Tel Aviv Travel Diary

Hearing from people around me raving about Tel Aviv before I went, my expectations were pretty high regarding this middle-eastern city. Especially because the Israeli second most populous city always felt like far away. Not only because it is on another continent but also because of the different culture and circumstances this region is in. After spending roughly three days in this beautiful city I can honestly say that my expectations were not only met but also exceeded.
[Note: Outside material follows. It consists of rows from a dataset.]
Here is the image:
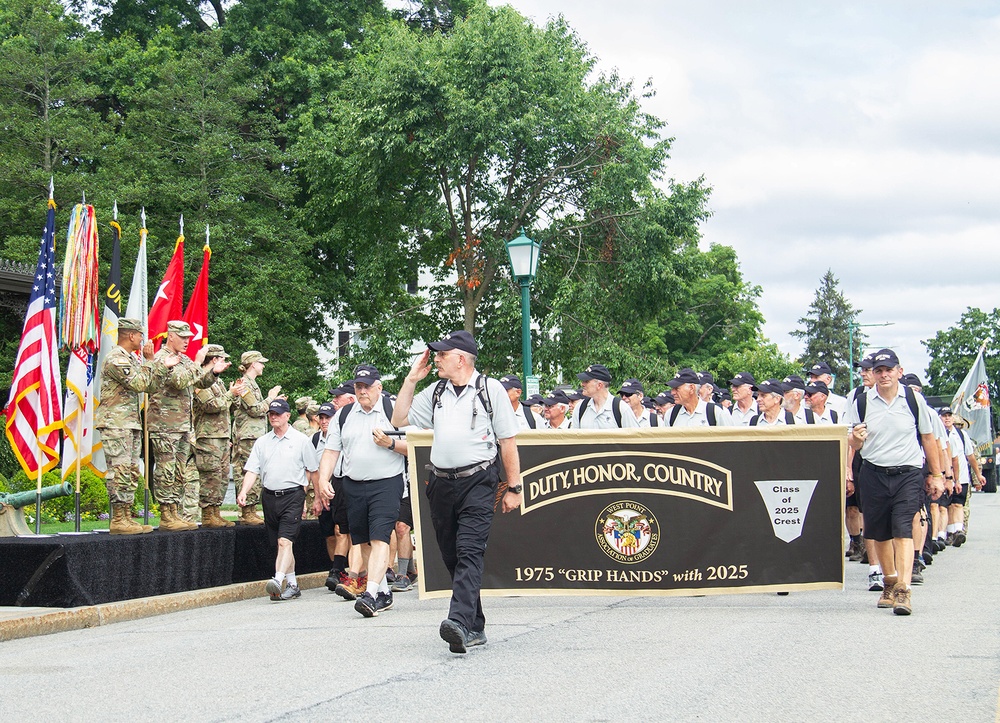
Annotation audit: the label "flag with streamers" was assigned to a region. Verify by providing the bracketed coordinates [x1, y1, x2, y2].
[951, 344, 993, 447]
[148, 234, 184, 350]
[60, 203, 100, 492]
[5, 198, 62, 477]
[184, 241, 212, 359]
[125, 215, 149, 341]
Although the trip was not only a holiday but also work-related, I really got a good impression of this charming city and its culture in the short time I have been there. The preparation was key here, so I researched online beforehand on what would be the best options to see, eat and do in the limited amount of time me and my travel buddy had. Luckily, Tel Aviv is not a huge city so even when you have just a day or two it is still worth to fly over because you can get around pretty quickly. Especially if you want to escape the cold temperature in Vienna this time of the year. A flight of just 3.5 hours and hello sea, beach and temperatures around 20 degrees. Scroll down for the complete travel diary.

 

Tel Aviv Travel Diary

Stay

We lived in an Airbnb with a lovely host near Old Jaffa and the location could not have been better. Within walking distance, we were able to explore charming streets, lovely shops and a variety of restaurants serving mouth-watering local food. There are gorgeous boutique hotels in Old Jaffa that I discovered while walking around but if you’re on a tighter budget I really recommend staying in an Airbnb. The city offers cool apartments for very good prices.

Eat

So the first evening after arriving from the airport we walked around our neighborhood and found Puua, a restaurant I highly recommend. The atmosphere is so cosy and the Israeli food is delicious. Definitely try the fried cauliflower, catch of the day (daily changing fresh fish grilled to perfection) and the delicious salads and sides. We also loved Onza just around the corner. The charming restaurant serves a crossover between Turkish and Israeli food and didn’t disappoint either. Pro Tip: Don’t get too excited and order a lot of dishes when you’re hungry because portions are mostly huge and we often couldn’t finish our meals. Carmel Market is another must-see in Tel Aviv when it comes to food. From a variety of traditional bread, fresh fruit everywhere you look and tasty dishes you can take-away, this is truly a food-lovers dream.

Do

The neighborhood we lived in was a pretty good starting point to explore Tel Aviv. We walked from there and reached Old Jaffa within a few minutes, which preserves ancient buildings and hosts one of the oldest ports in the world. From there we walked up north to explore the famous Rothschild Boulevard. It is one of the main streets in the city and hosts plenty of fascinating architectural buildings and sights. To end the day we stopped by HaTachana, an old railway station turned into a hotspot for the creative scene of Tel Aviv with a bunch of concept stores, restaurants, and bars.

And as this beautiful city is still on my mind I didn’t think of it as a “Goodbye” when I left but rather as a “See you later” because I’m definitely coming back to a place that welcomed me with open arms, inspired me and made me crave so much more.